How to Design Twitter: Step by Step System Design Interview Guide
2025-08-25
Designing Twitter in an interview is about turning a messy problem into a crisp plan. You do not need every corner case. You do need a clear flow from requirements to APIs to data to scaling. Here is a beginner friendly path you can follow and speak through with confidence.
Step 1: Clarify scope and requirements
Start tiny, then grow.
Functional
- Post a tweet up to 280 characters with optional media
- Follow and unfollow users
- Home timeline with tweets from people I follow
- User timeline for a specific user
- Like and retweet
- Search by keyword and hashtag
- Notifications for follows, likes, replies, mentions
Non functional
- High read volume on home timelines
- Reasonable write throughput on tweets and engagements
- P95 home timeline read in under 200 ms from cache for hot users
- Availability target 99.9 percent for read APIs
- Eventual consistency is acceptable for counts and feeds
State up front which features you are postponing.

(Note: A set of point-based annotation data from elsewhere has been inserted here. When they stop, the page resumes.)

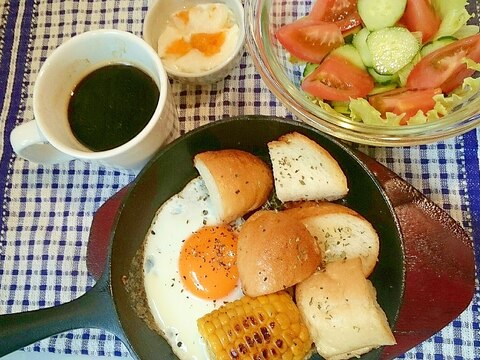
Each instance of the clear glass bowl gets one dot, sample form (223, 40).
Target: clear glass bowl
(264, 17)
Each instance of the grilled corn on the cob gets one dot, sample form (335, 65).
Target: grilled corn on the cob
(265, 327)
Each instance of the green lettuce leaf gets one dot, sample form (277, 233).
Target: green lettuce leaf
(454, 16)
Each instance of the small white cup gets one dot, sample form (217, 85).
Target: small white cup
(156, 20)
(49, 140)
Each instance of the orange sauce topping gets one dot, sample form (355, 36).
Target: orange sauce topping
(178, 47)
(208, 43)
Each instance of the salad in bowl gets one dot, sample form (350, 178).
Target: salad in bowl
(379, 72)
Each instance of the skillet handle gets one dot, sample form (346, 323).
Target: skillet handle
(94, 309)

For example, threads, quote tweets, lists, DMs, and spaces.
Step 2: Back of the envelope
Make light assumptions. It shows you can size a system.
- Daily active users: 50 million
- Average follows per user: 200
- Tweets per day: 200 million
- Peak write QPS: around 10k to 20k
- Home timeline reads: far larger than writes. Assume 200k to 400k QPS at peak
- Average tweet size on write: 300 bytes text plus small metadata. Media stored separately in object storage
This is enough to justify sharding and a heavy cache layer.
Step 3: High level APIs
Keep them boring and clear.
POST /v1/tweets
Body: { "user_id": "u123", "text": "hello", "media_ids": [] }
Resp: { "tweet_id": "t987" }
GET /v1/users/:id/timeline?cursor=...&limit=50
GET /v1/home?cursor=...&limit=50
POST /v1/follow  { "follower": "uA", "followee": "uB" }
POST /v1/like    { "user_id": "uA", "tweet_id": "tX" }
POST /v1/retweet { "user_id": "uA", "tweet_id": "tX" }
GET  /v1/search?q=...&type=top|latest&cursor=...
Pagination uses opaque cursors so you can switch storage later.
Step 4: Data model
You can do this in SQL or NoSQL. A hybrid is common.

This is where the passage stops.